With India emerging as a key player globally, a top American military official considers a strong positive relationship with New Delhi essential to achieving long-term goals like reduced tensions with Pakistan and countering extremism.
"India's growing economic, diplomatic and military power makes them a key player not only in South and Central Asia but globally as well," said Admiral Robert Willard, in his confirmation hearing for Commander of US Pacific Command on Thursday.
"A strong positive relationship with India is essential to achieving long-term US goals such as regional security and stability, reduced tensions with Pakistan, and wide-ranging cooperation to counter extremism," he told the Senate Armed Services committee.
"We should continue to expand our military-to-military engagement to include multi-lateral partners and increasingly complex exercise scenarios that help to advance India's military capabilities," the admiral said in written responses to questions from the panel.
"In coordination with US Central Command, we will develop confidence building measures and events that help reduce India-Pakistan tension and support the greater US-Afghanistan-Pakistan Strategy," he said.
The admiral said America's military-to-military relations with India are very positive and expanding. Both the countries view military-to-military relationship as the foundation of Indo-US "strategic partnership", he said.
"Due to the wide range of shared security interests, accompanied with the increasing complexity and maturity of our engagement, this relationship will continue to expand," Willard said.

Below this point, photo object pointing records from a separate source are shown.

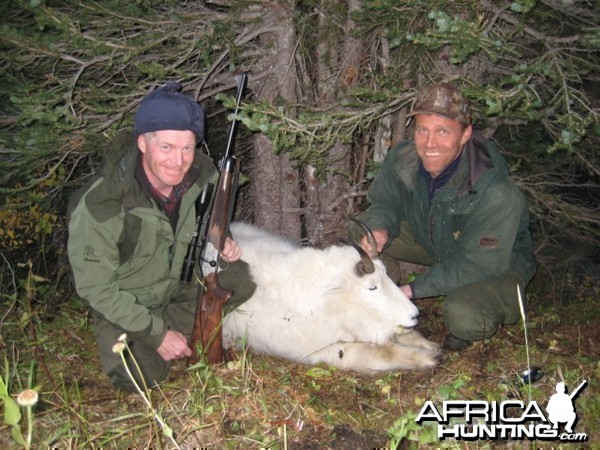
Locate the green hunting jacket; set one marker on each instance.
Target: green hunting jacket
(125, 257)
(476, 225)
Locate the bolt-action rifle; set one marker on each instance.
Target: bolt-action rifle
(212, 297)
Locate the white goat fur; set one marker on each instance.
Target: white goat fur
(312, 306)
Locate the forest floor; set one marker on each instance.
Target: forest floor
(258, 401)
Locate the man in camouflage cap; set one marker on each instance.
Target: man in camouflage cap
(444, 199)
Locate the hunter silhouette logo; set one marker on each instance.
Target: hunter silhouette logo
(507, 420)
(560, 407)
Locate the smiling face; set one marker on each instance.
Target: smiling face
(167, 155)
(439, 141)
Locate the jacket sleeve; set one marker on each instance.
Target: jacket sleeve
(384, 192)
(483, 243)
(94, 258)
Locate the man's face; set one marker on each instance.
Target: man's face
(167, 155)
(439, 141)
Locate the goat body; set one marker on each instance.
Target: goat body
(317, 305)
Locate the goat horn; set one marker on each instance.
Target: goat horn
(373, 254)
(366, 263)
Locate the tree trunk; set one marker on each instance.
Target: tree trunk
(275, 181)
(339, 59)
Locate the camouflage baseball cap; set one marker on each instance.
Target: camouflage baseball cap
(444, 100)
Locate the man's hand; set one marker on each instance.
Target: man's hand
(231, 251)
(381, 237)
(174, 346)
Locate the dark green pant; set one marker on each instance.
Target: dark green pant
(471, 312)
(178, 316)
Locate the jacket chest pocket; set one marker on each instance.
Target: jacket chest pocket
(145, 245)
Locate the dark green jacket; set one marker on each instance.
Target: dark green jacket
(476, 226)
(125, 257)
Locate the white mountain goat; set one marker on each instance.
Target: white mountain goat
(333, 305)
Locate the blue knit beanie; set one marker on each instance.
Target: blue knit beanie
(166, 108)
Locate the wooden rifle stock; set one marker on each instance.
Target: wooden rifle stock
(212, 298)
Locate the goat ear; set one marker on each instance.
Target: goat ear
(359, 269)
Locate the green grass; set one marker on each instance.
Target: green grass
(262, 402)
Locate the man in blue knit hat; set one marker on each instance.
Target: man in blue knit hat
(129, 231)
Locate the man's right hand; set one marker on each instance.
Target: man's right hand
(381, 237)
(174, 346)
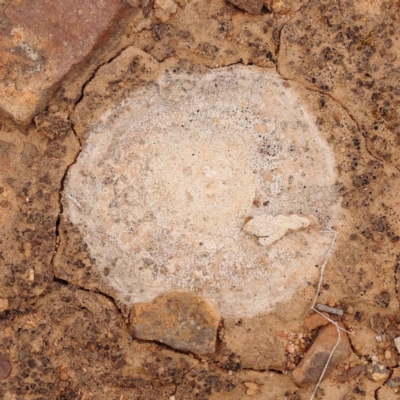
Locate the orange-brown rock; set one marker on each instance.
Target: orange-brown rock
(183, 321)
(40, 41)
(311, 366)
(314, 321)
(251, 6)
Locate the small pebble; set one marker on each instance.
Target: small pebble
(397, 343)
(4, 305)
(252, 388)
(350, 310)
(290, 348)
(5, 367)
(354, 371)
(291, 366)
(63, 376)
(377, 372)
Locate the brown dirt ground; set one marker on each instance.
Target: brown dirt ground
(347, 56)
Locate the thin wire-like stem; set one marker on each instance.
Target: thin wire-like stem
(328, 361)
(328, 254)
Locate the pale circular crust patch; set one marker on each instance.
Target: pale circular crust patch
(173, 190)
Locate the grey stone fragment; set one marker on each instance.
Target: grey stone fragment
(311, 366)
(183, 321)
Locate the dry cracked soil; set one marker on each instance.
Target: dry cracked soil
(199, 199)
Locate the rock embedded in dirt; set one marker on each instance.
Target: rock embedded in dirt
(315, 320)
(184, 321)
(377, 372)
(164, 9)
(355, 371)
(252, 388)
(41, 41)
(311, 366)
(397, 343)
(251, 6)
(5, 367)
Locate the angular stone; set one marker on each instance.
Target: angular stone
(183, 321)
(311, 366)
(40, 41)
(164, 9)
(314, 321)
(377, 372)
(251, 6)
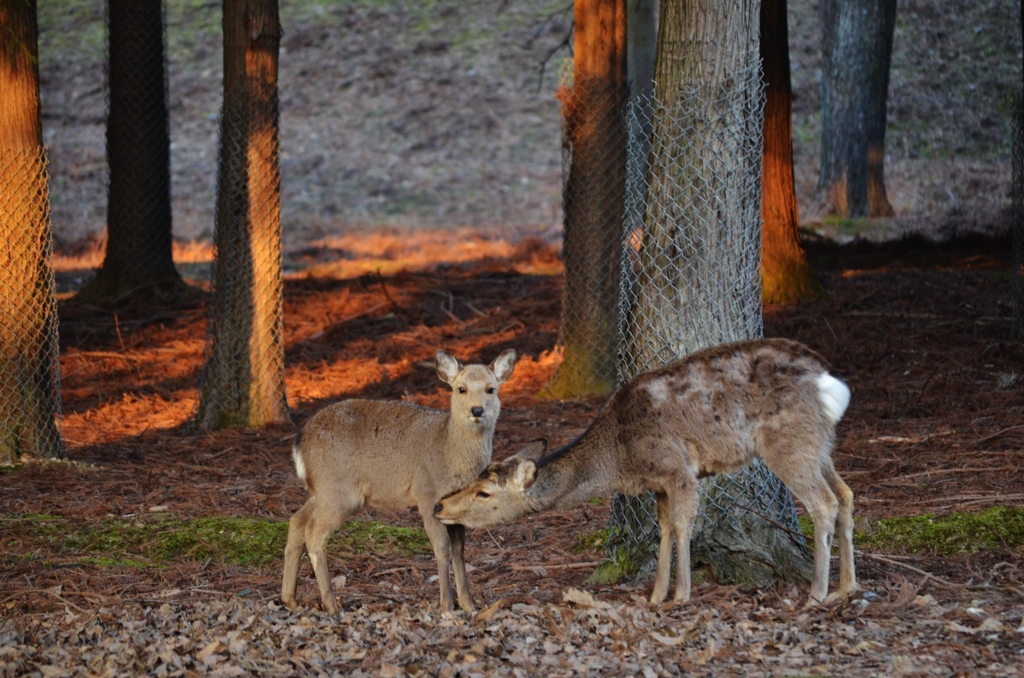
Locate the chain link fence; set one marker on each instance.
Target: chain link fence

Asked how US engagement in Afghanistan-Pakistan affects its relationship with New Delhi, the admiral said India has voiced strong support for the US objective to bring peace and stability to Afghanistan and Pakistan, but had also expressed concern that US might sacrifice the strong bilateral relationship for short term gains in the region.
"While they voice their support, they also voice their concern that the US might sacrifice our strong bilateral relationship and its long-term benefits for the sake of an immediate Afghanistan-Pakistan campaign strategy," he observed.
"Our best course of action to allay Indian concerns while garnishing their overall support for our ongoing regional efforts is to continue to strengthen our bilateral relationship with India across all agencies of government, including military-to-military," Willard said.
Asked about the relationship between armed groups conducting terrorist attacks in India with those in Pakistan and Afghanistan, the admiral said: "Leaders of violent extremist groups such as AI Qaida, Jaish-e-Mahammad, and Lashkrar-e-Taiba leverage personal relationships forged during the I980s when many of these leaders joined together to fight the Soviets in Afghanistan."